By Yousuf Basil, Jomana Karadsheh and Laura Smith-Spark CNN
ISIS militants have attacked Kirkuk (click here) in northern Iraq, an effort that might be an earnest attempt to capture the key oil-rich city or perhaps to divert Kurdish troops fighting to capture the Islamist extremist group's stronghold of Mosul.
For months, ISIS has been facing off with the Peshmerga -- armed fighters who protect Iraqi Kurdistan -- to the west of Kirkuk. It had gone into areas on Kirkuk's outskirts, but not the central city....
One of the problems in the Iraq War was wack-o-mole. The Kurds need to continue to recruit soldiers that are left behind of the advancing front to hold the land or cities or assets.

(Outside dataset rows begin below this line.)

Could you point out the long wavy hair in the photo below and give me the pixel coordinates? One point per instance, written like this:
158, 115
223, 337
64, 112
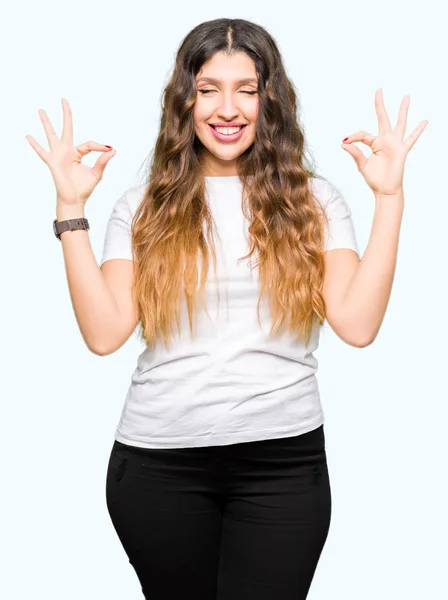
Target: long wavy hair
173, 226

The Kurds have to hold the land they take while continuing their destruction of IS. It can't be a police officer(s), it has to be a platoon of soldiers.
If the Kurds don't have enough soldiers to hold their land AND move their front forward, then they should not do it. They have to provide security to their sovereign lands while planning for more. Their families are very important and the economy they build. A Homeland for the Kurds has to be valued above simply advancing against the old Ba'athists.
The Ba'athists of IS are well trained soldiers. That is the problem. This is Saddam's old military. Considering the Saddam military fell in a few days during Gulf War I the Kurds should be able to deal with them.